Hello James,
On 3/6/2017 3:28 AM, James Morse wrote:
On 28/02/17 19:43, Baicar, Tyler wrote:
On 2/24/2017 3:42 AM, James Morse wrote:
On 21/02/17 21:22, Tyler Baicar wrote:
Currently external aborts are unsupported by the guest abort
handling. Add handling for SEAs so that the host kernel reports
SEAs which occur in the guest kernel.
diff --git a/arch/arm64/mm/fault.c b/arch/arm64/mm/fault.c
index b2d57fc..403277b 100644
--- a/arch/arm64/mm/fault.c
+++ b/arch/arm64/mm/fault.c
@@ -602,6 +602,24 @@ static const char *fault_name(unsigned int esr)
}
/*
+ * Handle Synchronous External Aborts that occur in a guest kernel.
+ */
+int handle_guest_sea(unsigned long addr, unsigned int esr)
+{
+ if(IS_ENABLED(HAVE_ACPI_APEI_SEA)) {
+ nmi_enter();
+ ghes_notify_sea();
+ nmi_exit();
This nmi stuff was needed for synchronous aborts that may have interrupted
APEI's interrupts-masked code. We want to avoid trying to take the same set of
locks, hence taking the in_nmi() path through APEI. Here we know we interrupted
a guest, so there is no risk that we have interrupted APEI on the host.

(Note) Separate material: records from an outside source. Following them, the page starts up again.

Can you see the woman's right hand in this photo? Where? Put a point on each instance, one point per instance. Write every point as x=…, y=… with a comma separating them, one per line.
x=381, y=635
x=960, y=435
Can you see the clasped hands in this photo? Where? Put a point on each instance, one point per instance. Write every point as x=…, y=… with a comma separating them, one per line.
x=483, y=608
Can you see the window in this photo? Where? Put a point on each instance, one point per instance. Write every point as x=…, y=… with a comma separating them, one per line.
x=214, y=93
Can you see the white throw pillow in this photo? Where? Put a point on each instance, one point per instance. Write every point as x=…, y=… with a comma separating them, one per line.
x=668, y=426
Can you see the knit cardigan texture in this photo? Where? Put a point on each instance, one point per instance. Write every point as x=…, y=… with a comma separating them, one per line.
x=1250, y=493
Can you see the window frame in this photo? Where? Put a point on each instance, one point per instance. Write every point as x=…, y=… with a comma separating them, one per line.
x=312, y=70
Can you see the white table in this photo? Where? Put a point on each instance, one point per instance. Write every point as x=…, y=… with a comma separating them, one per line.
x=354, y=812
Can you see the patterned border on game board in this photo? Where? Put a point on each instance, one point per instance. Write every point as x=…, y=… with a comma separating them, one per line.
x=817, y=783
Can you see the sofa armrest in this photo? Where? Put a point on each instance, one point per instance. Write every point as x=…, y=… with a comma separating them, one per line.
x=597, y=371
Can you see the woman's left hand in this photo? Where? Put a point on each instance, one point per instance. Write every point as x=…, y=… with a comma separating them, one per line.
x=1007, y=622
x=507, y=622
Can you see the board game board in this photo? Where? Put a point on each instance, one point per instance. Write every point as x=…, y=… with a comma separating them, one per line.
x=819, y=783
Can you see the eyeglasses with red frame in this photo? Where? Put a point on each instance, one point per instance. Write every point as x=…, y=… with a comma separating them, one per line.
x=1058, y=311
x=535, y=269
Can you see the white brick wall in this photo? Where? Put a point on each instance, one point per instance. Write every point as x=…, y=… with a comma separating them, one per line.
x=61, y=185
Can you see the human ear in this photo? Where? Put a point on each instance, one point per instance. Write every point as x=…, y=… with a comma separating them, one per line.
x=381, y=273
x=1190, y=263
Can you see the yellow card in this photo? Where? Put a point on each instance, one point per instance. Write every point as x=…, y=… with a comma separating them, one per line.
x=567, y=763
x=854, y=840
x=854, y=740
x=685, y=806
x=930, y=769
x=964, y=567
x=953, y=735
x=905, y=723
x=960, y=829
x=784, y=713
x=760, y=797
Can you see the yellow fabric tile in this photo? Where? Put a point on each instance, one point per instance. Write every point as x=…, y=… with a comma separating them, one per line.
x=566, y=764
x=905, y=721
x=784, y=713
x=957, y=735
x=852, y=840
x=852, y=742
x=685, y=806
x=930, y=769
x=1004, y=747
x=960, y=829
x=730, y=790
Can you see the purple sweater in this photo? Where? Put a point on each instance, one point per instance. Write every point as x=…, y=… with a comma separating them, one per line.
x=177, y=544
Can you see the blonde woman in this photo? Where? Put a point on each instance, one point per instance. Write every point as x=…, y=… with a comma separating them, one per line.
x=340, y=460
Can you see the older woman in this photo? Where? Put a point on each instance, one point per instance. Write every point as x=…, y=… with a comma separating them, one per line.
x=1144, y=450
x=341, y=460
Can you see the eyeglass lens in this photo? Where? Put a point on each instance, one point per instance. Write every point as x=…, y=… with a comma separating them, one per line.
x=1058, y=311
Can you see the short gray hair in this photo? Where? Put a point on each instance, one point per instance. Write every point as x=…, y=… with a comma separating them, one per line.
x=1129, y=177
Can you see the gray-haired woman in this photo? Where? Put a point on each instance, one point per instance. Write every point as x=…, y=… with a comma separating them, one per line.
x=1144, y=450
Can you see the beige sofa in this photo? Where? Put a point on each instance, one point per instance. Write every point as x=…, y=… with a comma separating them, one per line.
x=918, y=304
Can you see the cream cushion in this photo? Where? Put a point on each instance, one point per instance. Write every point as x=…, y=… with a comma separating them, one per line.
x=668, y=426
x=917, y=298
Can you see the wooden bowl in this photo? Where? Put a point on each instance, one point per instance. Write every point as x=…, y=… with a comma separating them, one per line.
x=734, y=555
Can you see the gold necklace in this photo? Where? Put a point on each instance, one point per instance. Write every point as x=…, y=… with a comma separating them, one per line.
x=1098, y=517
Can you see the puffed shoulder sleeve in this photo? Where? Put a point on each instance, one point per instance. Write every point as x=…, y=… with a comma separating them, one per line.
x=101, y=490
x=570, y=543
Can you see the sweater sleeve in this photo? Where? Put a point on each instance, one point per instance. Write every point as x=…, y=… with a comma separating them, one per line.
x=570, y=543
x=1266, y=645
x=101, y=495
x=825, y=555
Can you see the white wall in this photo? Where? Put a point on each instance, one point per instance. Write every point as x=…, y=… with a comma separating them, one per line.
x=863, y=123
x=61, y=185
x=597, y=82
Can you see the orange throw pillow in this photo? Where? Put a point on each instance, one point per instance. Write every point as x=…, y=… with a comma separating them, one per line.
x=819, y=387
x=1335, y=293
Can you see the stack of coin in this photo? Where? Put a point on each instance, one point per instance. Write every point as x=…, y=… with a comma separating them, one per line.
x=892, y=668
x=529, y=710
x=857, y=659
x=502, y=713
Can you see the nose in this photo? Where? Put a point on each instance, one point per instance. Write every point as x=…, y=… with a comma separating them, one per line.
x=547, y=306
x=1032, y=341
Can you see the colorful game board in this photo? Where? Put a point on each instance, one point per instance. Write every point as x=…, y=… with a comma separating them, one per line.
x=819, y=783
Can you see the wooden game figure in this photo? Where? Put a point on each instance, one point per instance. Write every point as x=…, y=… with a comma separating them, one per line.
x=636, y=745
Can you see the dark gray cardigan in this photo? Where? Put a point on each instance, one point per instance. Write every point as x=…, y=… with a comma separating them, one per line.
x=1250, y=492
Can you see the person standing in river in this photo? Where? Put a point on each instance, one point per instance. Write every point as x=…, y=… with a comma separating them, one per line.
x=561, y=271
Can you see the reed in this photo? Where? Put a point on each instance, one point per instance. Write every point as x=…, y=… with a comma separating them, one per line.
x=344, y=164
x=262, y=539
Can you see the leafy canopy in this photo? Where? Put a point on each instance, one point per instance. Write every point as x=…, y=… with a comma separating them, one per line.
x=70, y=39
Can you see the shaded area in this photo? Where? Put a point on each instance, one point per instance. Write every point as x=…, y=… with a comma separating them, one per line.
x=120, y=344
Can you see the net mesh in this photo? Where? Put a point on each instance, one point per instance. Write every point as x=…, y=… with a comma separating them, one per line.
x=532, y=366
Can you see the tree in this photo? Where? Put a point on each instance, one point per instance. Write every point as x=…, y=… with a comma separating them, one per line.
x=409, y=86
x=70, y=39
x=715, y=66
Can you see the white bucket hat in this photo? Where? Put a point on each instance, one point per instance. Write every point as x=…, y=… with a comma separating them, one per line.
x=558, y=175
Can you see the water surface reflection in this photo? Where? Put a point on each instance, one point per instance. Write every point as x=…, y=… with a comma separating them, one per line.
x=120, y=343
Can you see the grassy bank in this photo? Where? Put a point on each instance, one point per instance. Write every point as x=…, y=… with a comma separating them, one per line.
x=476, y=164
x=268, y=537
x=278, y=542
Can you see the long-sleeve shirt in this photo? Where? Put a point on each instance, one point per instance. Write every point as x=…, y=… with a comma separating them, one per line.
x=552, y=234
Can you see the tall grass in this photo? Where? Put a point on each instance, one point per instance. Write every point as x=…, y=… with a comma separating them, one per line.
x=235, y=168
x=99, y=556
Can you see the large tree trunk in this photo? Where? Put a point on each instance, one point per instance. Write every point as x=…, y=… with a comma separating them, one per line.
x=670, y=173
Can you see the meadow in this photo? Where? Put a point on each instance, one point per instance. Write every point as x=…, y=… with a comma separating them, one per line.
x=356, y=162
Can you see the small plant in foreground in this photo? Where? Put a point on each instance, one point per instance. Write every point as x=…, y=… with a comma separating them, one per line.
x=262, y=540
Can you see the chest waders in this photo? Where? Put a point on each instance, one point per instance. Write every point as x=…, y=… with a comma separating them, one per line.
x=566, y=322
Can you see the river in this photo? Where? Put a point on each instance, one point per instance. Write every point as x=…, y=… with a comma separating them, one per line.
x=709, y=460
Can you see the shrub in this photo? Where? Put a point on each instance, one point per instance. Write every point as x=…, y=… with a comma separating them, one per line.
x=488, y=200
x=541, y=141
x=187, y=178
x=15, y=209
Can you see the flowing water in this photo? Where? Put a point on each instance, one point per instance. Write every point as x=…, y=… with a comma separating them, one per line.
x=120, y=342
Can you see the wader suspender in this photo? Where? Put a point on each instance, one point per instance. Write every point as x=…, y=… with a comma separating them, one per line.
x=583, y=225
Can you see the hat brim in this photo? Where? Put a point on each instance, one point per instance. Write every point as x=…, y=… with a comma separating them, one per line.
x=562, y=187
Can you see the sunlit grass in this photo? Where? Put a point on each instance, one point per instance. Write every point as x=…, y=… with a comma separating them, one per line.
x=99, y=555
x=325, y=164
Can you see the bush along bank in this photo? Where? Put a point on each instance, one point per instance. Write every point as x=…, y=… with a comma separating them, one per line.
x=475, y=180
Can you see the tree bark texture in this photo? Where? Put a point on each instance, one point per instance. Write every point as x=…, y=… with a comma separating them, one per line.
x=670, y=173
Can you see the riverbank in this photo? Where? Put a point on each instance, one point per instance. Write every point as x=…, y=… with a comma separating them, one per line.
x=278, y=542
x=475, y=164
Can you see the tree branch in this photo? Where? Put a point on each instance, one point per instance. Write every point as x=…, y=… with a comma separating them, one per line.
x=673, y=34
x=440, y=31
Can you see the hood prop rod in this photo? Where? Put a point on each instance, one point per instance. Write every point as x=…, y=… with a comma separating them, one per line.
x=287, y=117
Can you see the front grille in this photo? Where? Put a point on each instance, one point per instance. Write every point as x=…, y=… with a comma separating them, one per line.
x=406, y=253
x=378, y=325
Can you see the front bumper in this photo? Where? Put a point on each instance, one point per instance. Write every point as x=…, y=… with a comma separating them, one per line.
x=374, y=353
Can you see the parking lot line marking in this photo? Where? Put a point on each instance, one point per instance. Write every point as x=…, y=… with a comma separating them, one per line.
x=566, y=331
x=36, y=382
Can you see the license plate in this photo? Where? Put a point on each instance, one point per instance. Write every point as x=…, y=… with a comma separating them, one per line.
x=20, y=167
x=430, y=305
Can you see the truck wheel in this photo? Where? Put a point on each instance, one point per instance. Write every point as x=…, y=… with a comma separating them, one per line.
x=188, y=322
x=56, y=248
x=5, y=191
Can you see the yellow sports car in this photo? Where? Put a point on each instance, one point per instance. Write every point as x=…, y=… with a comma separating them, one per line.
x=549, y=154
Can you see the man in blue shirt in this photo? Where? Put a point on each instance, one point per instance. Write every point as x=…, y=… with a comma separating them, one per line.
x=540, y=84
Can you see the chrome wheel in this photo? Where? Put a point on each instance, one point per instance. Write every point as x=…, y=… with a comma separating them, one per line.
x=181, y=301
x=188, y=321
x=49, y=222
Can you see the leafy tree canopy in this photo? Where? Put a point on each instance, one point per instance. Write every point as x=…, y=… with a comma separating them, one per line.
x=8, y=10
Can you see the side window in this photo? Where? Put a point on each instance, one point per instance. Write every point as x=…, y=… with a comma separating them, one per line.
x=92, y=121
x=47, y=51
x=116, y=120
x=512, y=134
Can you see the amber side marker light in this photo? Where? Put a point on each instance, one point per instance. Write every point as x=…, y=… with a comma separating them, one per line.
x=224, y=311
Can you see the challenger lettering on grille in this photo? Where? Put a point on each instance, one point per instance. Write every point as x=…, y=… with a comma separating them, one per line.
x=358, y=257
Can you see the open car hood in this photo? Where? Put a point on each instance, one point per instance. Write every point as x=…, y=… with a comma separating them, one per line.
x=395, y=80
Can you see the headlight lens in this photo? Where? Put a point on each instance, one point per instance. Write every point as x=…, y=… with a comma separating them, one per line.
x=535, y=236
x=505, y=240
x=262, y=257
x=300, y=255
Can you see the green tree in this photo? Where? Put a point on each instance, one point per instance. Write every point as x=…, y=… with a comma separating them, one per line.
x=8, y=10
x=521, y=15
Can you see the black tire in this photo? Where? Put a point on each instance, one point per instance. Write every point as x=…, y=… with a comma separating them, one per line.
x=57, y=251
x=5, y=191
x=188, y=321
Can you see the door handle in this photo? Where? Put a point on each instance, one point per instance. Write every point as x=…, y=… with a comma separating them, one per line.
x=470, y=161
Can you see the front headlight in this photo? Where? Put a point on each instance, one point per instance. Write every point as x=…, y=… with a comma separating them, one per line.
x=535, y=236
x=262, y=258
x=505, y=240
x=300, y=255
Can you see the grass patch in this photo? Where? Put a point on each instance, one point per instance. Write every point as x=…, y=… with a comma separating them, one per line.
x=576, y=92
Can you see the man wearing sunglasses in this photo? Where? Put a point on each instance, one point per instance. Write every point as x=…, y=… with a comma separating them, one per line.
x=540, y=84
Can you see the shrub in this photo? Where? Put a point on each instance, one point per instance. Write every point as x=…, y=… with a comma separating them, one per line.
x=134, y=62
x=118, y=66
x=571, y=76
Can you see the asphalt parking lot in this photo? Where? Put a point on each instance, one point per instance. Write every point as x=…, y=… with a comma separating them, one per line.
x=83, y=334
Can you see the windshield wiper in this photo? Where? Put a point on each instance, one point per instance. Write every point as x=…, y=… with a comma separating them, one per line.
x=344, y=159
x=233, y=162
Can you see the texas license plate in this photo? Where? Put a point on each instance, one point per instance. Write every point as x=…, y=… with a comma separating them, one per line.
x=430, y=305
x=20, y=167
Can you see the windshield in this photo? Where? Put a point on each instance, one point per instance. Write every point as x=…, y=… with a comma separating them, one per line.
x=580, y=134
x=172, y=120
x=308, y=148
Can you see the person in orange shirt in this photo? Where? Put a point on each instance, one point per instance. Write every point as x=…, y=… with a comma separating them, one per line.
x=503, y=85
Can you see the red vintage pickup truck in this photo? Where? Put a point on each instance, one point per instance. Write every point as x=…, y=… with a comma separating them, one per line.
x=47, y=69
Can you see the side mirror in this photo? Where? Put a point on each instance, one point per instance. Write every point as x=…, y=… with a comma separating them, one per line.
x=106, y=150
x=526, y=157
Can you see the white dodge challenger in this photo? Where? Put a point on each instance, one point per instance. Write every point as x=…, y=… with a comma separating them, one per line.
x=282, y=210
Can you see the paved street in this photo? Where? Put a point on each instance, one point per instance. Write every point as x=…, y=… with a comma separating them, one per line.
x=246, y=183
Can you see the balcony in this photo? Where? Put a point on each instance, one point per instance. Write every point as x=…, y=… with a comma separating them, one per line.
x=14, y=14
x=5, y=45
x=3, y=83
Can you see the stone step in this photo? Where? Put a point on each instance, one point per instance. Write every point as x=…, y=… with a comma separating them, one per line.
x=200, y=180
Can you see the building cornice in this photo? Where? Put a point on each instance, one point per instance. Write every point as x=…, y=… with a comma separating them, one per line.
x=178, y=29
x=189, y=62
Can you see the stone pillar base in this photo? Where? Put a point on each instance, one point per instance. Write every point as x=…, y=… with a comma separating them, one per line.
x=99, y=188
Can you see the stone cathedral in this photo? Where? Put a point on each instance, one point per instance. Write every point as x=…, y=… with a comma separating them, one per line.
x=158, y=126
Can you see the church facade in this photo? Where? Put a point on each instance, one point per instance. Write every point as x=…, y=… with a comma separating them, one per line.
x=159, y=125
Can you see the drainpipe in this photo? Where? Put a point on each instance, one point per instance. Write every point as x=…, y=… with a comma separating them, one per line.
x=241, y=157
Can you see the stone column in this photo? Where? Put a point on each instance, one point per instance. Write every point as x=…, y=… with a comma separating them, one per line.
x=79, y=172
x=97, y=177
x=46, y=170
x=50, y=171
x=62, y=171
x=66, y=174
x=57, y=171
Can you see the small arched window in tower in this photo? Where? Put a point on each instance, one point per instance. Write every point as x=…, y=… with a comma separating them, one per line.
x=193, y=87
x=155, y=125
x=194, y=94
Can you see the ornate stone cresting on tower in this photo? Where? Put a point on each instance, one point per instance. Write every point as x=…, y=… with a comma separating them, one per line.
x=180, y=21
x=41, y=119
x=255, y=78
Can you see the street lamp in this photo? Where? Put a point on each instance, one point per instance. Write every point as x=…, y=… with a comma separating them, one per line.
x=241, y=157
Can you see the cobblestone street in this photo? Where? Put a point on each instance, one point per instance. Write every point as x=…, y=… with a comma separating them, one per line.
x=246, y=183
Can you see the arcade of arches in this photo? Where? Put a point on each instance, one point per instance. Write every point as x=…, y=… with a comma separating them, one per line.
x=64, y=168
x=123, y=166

ghes_notify_sea() can safely take the normal path.
Makes sense, I can remove the nmi_* calls here.
Just occurs to me: if we do this we need to add the rcu_read_lock() in
ghes_notify_sea() as its not protected by the rcu/nmi weirdness.
True, would you suggest leaving these nmi_* calls or adding the rcu_*
calls? And since that's only needed for this KVM case, shouldn't the
rcu_* calls just replace the nmi_* calls here (outside of ghes_notify_sea)?